User visible changes are the new XFS_IOC_ZERO_RANGE ioctl which allows
to convert already allocated space into unwritten extents that return
zeros on a read,
would you mind describing some scenario that this ioctl can be used. I
just wondering whether ocfs2 can implement it as well.
Zeroing a file without doing IO or having to punch out the blocks
already allocated to the file.

In this case, we had a couple of different people in cloud storage
land asking for such functionality to optimise record deletion
be avoiding disruption of their preallocated file layouts as a
punch-then-preallocate operation does.
Thanks for the info. yeah, ocfs2 is also used to host images in some cloud
computing environment. So It looks helpful for us too.
Just to be clear, this optimisation isn't relevant for hosting VM
images in a cloud compute environment - this was added for
optimising the back end of distributed storage applications that
hold tens of millions of records and tens of TB of data per back end
storage host.

Hosting VM images is largely static, especially if you are
preallocating them - they never, ever get punched. Even if you are
using thin provisioning semantics and punching TRIMmed ranges, you
aren't converting the TRIMmed ranges back to preallocated state so
you wouldn't be using this interface. Hence I don't see this as
something that you would use in such an environment.
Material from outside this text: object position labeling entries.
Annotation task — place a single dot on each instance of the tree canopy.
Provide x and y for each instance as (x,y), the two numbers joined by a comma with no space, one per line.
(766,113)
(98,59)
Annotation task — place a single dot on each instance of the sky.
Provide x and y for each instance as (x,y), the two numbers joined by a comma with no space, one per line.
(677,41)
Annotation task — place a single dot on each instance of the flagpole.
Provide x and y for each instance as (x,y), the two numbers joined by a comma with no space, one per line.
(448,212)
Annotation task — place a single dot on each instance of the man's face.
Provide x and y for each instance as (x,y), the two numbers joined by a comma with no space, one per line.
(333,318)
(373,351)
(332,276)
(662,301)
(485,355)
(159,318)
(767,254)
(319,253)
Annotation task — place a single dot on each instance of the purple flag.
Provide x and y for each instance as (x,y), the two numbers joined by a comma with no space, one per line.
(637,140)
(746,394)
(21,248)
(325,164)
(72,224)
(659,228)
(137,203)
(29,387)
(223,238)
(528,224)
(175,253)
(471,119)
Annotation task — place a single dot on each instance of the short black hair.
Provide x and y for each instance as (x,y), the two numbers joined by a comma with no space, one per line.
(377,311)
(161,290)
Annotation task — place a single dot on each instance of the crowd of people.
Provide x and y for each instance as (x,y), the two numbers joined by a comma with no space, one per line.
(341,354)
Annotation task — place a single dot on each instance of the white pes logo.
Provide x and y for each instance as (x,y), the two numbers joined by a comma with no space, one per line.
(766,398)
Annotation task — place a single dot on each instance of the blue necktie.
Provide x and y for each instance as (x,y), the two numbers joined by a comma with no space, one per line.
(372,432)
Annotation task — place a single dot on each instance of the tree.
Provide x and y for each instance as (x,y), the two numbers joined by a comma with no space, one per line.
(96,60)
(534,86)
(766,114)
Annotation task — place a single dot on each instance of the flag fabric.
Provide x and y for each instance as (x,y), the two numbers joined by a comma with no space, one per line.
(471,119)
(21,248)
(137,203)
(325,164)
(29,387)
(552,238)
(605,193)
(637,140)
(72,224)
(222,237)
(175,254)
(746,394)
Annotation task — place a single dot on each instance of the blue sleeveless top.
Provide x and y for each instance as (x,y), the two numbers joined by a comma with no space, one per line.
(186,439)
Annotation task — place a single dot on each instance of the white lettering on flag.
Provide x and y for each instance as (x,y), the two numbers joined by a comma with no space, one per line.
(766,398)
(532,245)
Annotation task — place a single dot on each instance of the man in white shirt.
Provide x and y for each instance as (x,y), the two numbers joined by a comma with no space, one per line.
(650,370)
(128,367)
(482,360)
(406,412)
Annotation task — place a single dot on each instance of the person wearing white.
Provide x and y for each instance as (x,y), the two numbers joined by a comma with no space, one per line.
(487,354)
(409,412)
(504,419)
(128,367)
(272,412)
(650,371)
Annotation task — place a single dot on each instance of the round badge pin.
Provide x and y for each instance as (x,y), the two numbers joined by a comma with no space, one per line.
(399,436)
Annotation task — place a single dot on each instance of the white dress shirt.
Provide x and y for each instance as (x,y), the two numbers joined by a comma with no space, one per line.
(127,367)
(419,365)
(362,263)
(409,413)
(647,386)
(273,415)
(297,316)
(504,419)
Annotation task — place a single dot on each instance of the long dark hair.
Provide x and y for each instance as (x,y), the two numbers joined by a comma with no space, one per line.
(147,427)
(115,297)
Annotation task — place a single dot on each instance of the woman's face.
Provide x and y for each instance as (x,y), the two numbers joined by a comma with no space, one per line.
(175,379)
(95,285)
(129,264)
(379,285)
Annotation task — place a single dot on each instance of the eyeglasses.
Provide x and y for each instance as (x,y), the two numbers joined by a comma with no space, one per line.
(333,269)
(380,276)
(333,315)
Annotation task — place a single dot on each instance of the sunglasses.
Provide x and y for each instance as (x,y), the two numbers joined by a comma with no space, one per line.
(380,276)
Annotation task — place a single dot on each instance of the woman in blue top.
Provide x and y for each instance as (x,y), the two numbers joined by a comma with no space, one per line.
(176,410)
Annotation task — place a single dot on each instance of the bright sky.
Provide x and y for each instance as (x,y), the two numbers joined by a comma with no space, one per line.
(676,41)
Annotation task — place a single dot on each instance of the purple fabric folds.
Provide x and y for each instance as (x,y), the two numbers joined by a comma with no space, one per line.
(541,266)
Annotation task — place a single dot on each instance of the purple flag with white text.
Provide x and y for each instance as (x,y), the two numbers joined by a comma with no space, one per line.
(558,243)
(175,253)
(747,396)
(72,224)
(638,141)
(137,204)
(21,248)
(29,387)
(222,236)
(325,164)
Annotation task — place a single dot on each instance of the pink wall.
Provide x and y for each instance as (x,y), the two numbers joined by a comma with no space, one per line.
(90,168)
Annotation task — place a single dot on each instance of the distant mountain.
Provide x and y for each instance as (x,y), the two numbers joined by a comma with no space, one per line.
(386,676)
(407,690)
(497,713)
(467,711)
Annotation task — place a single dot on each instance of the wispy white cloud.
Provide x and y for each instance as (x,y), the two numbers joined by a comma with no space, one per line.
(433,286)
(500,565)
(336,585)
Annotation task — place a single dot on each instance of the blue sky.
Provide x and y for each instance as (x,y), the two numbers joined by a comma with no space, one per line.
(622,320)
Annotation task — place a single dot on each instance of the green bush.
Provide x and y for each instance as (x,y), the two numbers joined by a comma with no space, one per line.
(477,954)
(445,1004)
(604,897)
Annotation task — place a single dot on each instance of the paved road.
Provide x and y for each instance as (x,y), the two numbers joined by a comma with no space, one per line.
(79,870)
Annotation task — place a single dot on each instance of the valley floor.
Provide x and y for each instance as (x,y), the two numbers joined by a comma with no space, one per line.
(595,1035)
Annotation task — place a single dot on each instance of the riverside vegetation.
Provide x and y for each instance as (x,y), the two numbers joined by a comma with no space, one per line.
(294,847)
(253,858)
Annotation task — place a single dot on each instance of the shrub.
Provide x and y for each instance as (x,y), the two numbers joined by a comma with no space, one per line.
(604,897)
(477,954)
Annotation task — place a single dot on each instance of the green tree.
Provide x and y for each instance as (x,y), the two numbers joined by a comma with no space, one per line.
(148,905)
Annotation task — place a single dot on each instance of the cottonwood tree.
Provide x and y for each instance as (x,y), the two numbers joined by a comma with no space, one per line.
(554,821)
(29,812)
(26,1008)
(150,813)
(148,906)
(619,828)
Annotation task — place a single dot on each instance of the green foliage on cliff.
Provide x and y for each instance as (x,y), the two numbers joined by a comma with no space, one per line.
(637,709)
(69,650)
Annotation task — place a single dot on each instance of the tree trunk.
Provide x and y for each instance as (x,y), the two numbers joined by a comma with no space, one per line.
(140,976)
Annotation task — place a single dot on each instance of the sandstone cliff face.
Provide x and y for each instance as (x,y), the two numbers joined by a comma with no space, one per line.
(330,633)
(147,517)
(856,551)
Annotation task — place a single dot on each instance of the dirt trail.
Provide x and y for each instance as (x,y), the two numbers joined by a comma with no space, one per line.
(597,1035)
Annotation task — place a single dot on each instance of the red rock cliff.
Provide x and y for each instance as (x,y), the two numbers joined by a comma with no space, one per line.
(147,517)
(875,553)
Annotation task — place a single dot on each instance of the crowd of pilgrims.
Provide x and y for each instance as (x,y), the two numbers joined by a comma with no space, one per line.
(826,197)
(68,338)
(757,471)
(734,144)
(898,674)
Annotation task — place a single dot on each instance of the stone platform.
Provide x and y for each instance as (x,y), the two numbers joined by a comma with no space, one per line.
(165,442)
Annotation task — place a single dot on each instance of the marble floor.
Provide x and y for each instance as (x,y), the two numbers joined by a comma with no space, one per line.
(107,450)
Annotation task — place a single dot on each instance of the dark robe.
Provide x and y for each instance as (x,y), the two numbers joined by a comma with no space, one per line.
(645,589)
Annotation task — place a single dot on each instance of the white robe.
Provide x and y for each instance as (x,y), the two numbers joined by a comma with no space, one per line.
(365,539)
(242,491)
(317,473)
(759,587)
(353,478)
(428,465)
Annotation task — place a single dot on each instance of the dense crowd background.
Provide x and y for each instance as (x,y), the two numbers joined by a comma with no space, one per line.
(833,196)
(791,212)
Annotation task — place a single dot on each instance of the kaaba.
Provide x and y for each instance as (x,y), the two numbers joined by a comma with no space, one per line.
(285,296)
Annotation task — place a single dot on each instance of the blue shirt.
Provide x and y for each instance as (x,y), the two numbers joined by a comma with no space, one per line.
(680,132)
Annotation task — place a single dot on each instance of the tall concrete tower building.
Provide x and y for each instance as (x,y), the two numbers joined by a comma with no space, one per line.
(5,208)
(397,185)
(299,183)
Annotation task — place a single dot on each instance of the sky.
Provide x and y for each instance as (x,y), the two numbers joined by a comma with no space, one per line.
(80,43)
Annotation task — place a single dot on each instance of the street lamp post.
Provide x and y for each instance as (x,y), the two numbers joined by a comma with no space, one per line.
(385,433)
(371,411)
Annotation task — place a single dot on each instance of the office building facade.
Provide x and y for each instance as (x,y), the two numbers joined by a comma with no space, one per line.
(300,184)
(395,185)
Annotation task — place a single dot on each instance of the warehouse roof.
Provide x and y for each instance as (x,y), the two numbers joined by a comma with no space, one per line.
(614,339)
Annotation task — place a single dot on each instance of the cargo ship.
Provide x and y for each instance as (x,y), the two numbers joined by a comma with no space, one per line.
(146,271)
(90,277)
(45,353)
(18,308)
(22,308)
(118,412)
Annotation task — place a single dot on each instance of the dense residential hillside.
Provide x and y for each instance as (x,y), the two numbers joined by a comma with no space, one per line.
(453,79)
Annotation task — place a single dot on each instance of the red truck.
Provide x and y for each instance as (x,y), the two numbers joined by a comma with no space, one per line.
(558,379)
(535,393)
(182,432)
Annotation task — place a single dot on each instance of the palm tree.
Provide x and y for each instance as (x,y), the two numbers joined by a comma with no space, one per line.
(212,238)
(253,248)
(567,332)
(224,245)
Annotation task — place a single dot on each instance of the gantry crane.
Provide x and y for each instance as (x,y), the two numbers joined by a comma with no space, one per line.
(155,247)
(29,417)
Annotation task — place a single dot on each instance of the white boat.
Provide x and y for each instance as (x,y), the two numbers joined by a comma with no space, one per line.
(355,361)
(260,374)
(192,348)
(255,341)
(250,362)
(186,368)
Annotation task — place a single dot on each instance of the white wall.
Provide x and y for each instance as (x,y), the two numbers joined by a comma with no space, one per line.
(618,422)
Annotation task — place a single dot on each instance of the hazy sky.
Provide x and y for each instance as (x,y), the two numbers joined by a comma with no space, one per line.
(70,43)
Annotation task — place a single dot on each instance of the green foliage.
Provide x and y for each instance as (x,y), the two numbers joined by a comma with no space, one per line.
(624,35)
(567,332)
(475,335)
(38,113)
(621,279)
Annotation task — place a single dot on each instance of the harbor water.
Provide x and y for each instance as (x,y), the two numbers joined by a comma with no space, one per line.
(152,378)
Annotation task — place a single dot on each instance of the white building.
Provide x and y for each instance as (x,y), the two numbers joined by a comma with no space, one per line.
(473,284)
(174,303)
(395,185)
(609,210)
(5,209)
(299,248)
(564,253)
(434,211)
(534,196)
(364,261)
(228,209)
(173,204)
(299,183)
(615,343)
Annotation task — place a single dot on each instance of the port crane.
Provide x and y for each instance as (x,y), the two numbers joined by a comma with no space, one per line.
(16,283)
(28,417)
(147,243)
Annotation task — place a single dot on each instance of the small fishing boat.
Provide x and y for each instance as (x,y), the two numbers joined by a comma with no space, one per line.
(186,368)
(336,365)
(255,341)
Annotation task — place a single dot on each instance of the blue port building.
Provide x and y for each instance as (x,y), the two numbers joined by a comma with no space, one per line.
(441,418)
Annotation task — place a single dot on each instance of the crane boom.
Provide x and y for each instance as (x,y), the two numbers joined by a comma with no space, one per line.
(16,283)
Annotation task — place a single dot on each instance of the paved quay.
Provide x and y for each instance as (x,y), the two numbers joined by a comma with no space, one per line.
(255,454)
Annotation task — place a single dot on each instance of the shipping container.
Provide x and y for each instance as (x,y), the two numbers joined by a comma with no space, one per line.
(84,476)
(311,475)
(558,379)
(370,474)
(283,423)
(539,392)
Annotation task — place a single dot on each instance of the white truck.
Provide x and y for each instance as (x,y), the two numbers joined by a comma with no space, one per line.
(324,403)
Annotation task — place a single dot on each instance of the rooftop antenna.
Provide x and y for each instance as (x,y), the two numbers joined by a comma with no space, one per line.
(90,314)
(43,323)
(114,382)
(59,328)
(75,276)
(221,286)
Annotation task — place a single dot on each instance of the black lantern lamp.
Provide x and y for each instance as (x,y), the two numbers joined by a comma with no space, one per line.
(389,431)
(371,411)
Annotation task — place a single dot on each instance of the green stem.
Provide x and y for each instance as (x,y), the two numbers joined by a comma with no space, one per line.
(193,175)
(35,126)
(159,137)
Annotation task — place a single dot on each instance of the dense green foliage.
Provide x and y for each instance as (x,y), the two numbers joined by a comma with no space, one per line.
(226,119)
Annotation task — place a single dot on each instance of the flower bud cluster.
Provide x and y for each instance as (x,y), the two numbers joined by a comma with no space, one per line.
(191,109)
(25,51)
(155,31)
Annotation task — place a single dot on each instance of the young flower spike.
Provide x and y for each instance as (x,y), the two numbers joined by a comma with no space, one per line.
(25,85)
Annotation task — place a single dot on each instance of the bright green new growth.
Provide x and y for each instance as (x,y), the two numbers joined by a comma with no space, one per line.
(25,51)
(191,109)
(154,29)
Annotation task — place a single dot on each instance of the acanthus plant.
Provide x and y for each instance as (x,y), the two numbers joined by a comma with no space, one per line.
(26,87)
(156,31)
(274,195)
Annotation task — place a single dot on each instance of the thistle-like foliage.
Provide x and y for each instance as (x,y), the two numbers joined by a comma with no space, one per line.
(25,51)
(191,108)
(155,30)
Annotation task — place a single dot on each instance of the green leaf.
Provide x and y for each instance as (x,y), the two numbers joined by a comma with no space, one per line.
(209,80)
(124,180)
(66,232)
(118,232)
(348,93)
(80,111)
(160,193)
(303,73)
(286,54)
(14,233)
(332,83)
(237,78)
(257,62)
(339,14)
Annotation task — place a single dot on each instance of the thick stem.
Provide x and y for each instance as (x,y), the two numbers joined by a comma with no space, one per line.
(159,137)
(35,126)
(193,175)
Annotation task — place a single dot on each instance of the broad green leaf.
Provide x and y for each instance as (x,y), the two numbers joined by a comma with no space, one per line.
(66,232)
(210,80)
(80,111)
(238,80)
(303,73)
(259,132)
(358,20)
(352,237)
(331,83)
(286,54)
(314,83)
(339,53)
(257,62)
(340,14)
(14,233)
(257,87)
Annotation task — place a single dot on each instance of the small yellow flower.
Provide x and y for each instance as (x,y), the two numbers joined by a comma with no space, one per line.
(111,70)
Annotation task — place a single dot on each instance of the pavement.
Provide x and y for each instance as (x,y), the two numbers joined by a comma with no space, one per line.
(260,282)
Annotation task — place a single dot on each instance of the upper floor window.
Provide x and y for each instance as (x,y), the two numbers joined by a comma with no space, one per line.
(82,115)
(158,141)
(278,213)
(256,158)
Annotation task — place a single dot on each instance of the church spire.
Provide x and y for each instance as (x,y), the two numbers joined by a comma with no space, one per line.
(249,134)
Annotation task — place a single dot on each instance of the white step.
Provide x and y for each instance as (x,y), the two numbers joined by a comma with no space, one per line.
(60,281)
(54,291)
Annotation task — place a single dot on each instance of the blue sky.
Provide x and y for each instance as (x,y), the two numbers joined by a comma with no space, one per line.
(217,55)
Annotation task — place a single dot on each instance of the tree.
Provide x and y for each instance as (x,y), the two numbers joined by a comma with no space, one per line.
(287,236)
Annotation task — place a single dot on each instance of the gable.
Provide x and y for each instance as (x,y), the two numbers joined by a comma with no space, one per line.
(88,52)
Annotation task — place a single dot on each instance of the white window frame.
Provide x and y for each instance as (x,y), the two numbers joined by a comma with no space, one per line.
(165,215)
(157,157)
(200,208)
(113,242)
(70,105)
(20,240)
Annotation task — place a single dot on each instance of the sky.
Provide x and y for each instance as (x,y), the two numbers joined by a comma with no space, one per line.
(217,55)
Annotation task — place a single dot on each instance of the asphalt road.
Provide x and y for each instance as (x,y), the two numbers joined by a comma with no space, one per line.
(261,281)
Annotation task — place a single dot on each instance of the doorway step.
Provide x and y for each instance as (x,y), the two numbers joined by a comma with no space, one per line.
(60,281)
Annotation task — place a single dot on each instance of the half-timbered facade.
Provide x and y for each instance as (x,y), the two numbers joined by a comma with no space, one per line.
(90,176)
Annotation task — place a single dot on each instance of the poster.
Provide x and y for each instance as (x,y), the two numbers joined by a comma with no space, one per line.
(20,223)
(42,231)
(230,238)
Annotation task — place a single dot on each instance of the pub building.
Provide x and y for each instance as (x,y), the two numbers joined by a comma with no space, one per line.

The distributed storage applications that this was added for
required atomic record deletes from the back end and the fastest and
safest way to do that was to turn the record being deleted back into
unwritten extents.  This allows that operation to be done atomically
by the filesystem whilst providing simple recovery semantics to the
application. The XFS_IOC_ZERO_RANGE ioctl simply prevents the
fragmentation that this punch-then-preallocate operation was causing
and allows the back end to scale to much larger record stores...
aha, got it. thanks for the detailed explanation.